In return, investors will receive a credit in his movie, advertisement rights on his site and a cut of the profits if the film makes money.
So far he has sold more than 17,000 frames, bringing in about C$170,000, including the biggest single sale at C$52,560. Walker also has attracted investors from the United States, Europe and Canada.
He hopes to reach a million in four months.
"I wanted to make a feature film since I got into this business 10 years ago, and it's not easy to finance an independent film in this country, especially for a first-time director," Walker said in an interview.
He had shopped his script around Hollywood unsuccessfully several times before returning to Canada.

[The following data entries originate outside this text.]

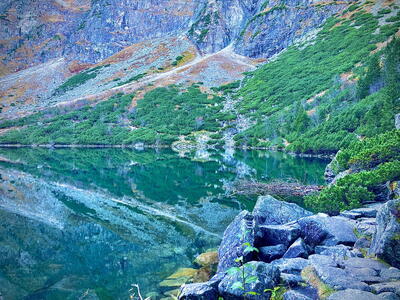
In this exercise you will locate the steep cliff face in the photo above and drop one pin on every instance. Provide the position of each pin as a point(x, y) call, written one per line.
point(258, 28)
point(88, 31)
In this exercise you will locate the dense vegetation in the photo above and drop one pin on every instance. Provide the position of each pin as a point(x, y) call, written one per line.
point(162, 116)
point(320, 98)
point(373, 162)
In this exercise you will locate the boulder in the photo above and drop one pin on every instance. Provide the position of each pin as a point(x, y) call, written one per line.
point(291, 280)
point(207, 259)
point(328, 231)
point(269, 235)
point(317, 259)
point(270, 211)
point(270, 253)
point(386, 241)
point(392, 287)
point(266, 276)
point(240, 231)
point(390, 274)
point(338, 252)
point(358, 262)
point(363, 212)
point(297, 249)
point(339, 279)
point(351, 294)
point(389, 296)
point(291, 265)
point(198, 291)
point(303, 293)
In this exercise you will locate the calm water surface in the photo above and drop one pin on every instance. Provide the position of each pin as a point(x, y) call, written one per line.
point(87, 223)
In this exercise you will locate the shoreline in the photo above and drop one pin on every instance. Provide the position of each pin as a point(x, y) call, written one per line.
point(142, 147)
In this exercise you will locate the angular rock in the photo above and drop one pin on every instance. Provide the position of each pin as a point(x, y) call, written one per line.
point(352, 294)
point(390, 274)
point(338, 252)
point(317, 259)
point(363, 212)
point(328, 231)
point(386, 241)
point(267, 235)
point(270, 253)
point(291, 279)
point(240, 231)
point(198, 291)
point(267, 278)
point(339, 279)
point(357, 262)
point(389, 296)
point(291, 265)
point(297, 249)
point(270, 211)
point(305, 293)
point(392, 287)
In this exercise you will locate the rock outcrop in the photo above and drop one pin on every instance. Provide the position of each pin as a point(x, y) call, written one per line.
point(315, 257)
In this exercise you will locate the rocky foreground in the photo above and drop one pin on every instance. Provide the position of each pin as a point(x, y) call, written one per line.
point(282, 249)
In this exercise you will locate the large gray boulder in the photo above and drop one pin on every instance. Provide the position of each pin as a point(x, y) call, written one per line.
point(198, 291)
point(351, 294)
point(321, 229)
point(240, 231)
point(386, 241)
point(270, 211)
point(265, 276)
point(297, 249)
point(270, 253)
point(270, 235)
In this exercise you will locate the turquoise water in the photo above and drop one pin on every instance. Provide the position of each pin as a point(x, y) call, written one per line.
point(91, 222)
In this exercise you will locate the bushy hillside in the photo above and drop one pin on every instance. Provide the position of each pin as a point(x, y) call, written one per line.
point(319, 95)
point(322, 96)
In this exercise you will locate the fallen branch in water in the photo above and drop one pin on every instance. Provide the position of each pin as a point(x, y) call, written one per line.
point(276, 188)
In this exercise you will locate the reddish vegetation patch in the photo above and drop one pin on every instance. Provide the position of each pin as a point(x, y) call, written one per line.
point(76, 66)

The idea for the Web site came to him in 2006 after he saw another site called the "Million Dollar Home Page." It was created by a man in Britain who sold pixels of his site to advertisers and made more than $1 million in five months.
"That's what inspired me to approach the public online to fund-raise because his success was so rapid," Walker said.
People who buy the most frames from the site, www.mymilliondollarmovie.com, get a higher spot on the credit role listing them as assistant producer.
"It's the opportunity to see your name up in lights and be part of a feature film, because becoming an assistant producer on a project like this is not something most people have access to, let alone access at the cost I'm offering it for," he said.
Walker realizes there is a chance the film will not get picked up by a distributor, in which case he said he is determined to distribute it himself.
His only guarantees are the film will be made, investors will get credited, and can advertise by posting links, pictures and videos on his Web site.
If the film is successful, 50 percent of the profits will go to investors, based on the number of frames they purchased, while the other half will be used to pay the production company, cast and crew.
Walker described the film, titled "Free for all ... But you" as a romantic comedy about two guys in love with a girl, who is in a relationship with seven other people.